Correlation matrix

Similarity

Let’s create two datasets, $\mu_1$ and $\mu_2$ such that

$$ \mu_i = {x_1,\dots,x_n} \sim {\mathcal{U}_1(-1,1),\dots,\mathcal{U}_n(-1,1)} $$

We will use $N=100$ observations for a vector sized $n=10$.

import numpy as np
import pandas as pd
import scipy.stats as stats
from scipy.spatial.distance import squareform

n = 10
N = 100

np.random.seed(0)
mu_1 = np.random.normal(loc=0, scale=1, size=(N, n))
mu_2 = np.random.normal(loc=0, scale=1, size=(N, n))
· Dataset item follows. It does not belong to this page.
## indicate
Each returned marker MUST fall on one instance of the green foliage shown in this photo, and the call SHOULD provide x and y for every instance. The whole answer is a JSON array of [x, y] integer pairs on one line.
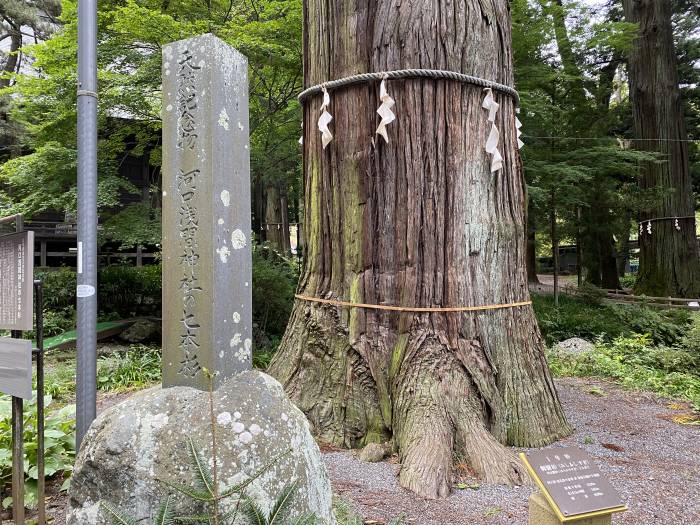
[[132, 32], [691, 339], [59, 445], [274, 283], [125, 290], [628, 281], [131, 291], [59, 288], [664, 326], [575, 318], [256, 515], [635, 362], [138, 367], [590, 294]]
We now add some noise, $\epsilon=0.6$, to $\mu_2$ such that

$$ \mu_2 = \epsilon \mu_2 + (1-\epsilon)*\mu_1 $$

epsilon = 0.6
mu_2 = epsilon*mu_2 + (1-epsilon)*mu_1

We use Pandas to calculate the correlation matrix:

C1 = pd.DataFrame(mu_1).corr()
C2 = pd.DataFrame(mu_2).corr()

And we plot the correlation matrices.

import seaborn as sns
import matplotlib.pyplot as plt

f,axes = plt.subplots(1,2, figsize=(10,5))
sns.set_style("white")
for ix, m in enumerate([C1,C2]):
  sns.heatmap(m, cmap="RdBu_r", center=0, vmin=-1, vmax=1, ax=axes[ix], square=True, cbar_kws={"shrink": .5}, xticklabels=True)
  axes[ix].set(title=f"$C_{ix+1}$")

Spearman correlation

Calculate similarity using Spearman correlation between the top triangle of the covariance matrices $C_1$ and $C_2$.

indices = np.triu_indices(C1.shape[0], k=1)
print(C1[indices])